We are spending a lot on open access in the UK. The 2017-2018 RCUK block grant allocations alone to support the RCUK Policy on Open Access add up to more than £8 million. So, what happens when a country makes a decision to introduce a significant extra boost to the publication budget?

As was predicted early 2013, by the Chairman of the House of Commons Business, Innovation and Skills Committee: “Current UK open access policy risks incentivising publishers to introduce or increase embargo periods”. By September 2013, there was clear evidence this was happening.

Now, in the final year of the RCUK transition period, the situation is far, far worse.

No flipping going on here

Five years on from publication of the Finch report, whose recommendations helped to shape open access policies in the UK, it appears that relatively few journals have flipped from toll access to fully open access. For instance, a comprehensive dataset of embargo periods imposed by Elsevier journals indicates that only 42 of the publishing giant’s 2,300 active journals flipped from toll access to open access in the period 2013-2017. Precise figures for other publishers are not readily available, but compiled lists of converted journals are all very short, as described in this paper.

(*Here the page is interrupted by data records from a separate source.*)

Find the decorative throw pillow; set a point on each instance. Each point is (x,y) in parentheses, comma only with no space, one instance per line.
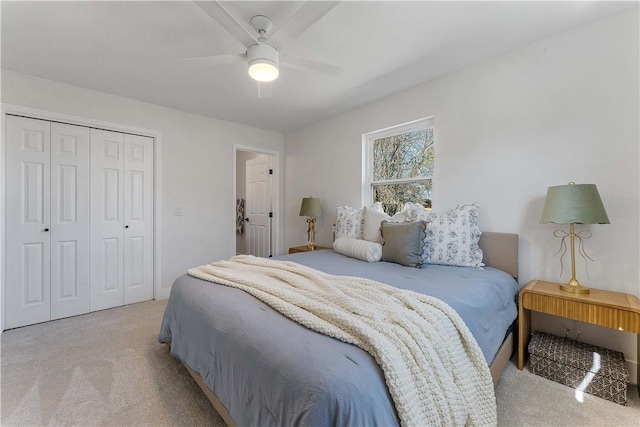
(452,236)
(349,222)
(403,242)
(357,248)
(372,219)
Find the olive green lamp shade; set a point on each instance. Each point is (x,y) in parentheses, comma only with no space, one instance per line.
(310,207)
(574,204)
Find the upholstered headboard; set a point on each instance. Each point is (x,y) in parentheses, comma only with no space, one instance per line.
(500,251)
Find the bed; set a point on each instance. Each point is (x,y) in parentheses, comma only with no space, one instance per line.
(257,367)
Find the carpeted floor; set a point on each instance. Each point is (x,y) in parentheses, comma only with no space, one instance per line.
(107,368)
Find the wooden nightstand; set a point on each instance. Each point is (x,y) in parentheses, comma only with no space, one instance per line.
(614,310)
(305,248)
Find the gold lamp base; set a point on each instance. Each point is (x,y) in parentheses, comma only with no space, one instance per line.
(574,287)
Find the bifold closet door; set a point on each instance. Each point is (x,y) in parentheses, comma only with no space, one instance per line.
(138,218)
(47,221)
(121,219)
(69,220)
(27,248)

What several publishers have done instead is to adapt their policies to maximise the ability of their journals to capture the additional funds being injected into open access, by either imposing non-compliant embargo periods or charging more for mandated licences.

An embargo period is the time counted from the publication date of an article during which the author’s accepted version may not be distributed in open access repositories. There is a distinction between a press embargo and a publication embargo. The latter is what is being discussed here. We should also note that there continues to be no evidence to support publisher’s justification for imposing embargo periods.

Several funders (e.g. European Research Council, National Institute for Health Research, RCUK and Charities Open Access Fund partners including the Wellcome Trust) stipulate that open access to funded scientific research must be provided no later than 6 months after publication (with some funders allowing up to 12 months for humanities), either by self-archiving or by purchasing immediate open access.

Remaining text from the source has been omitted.